AMIS REUNIS, LOGE DES
The Lodge of United Friends, founded at Paris in 1771, was distinguished for the talents of many of its members, among whom was Savalette de Langes, and played for many years an important part in the affairs of French Masonry. In its bosom was originated, in 1775, the Rite of Philalethes. In 1784 it convoked the first Congress of Paris, which was held in 1785, for the laudable purpose of endeavoring to disentangle Freemasonry from the almost inextricable confusion into which it had fallen by the invention of so many rites and new degrees.
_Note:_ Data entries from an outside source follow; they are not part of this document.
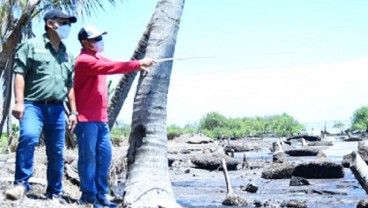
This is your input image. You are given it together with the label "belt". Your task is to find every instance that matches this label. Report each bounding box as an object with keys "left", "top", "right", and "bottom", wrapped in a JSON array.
[{"left": 34, "top": 100, "right": 63, "bottom": 105}]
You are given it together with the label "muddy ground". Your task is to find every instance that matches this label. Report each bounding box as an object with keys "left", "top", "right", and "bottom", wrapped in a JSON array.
[{"left": 0, "top": 136, "right": 366, "bottom": 208}]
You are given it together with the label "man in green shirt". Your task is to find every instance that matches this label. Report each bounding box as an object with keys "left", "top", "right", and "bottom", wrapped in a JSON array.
[{"left": 5, "top": 9, "right": 78, "bottom": 201}]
The Lodge was in possession of a valuable library for the use of its members, and had an excellent cabinet of the physical and natural sciences. Upon the death of Savalette, who was the soul of the Lodge, it fell into decay, and its books, manuscripts, and cabinet were scattered, according to Clavel's Histoire Pittoresque de la Franc-Maçonnerie (page 171).
All of its library that was valuable was transferred to the archives of the Mother Ledge of the Philosophic Scottish Rite. Barruel gives a brilliant picture of the concerts, balls, and suppers given by this Lodge in its halcyon days, to which “les Crésus de la Maçonnerie,” meaning the wealthy ones of Freemasonry (Crésus being the name of the proverbially rich king of Lydia), congregated, while a few superior members were engaged, as he says, in hatching political and revolutionary schemes, but really in plans for the elevation of Freemasonry as a philosophic institution (see Barruel, Mémoires pour servir à l'Histoire du Jacobinisme iv, 343).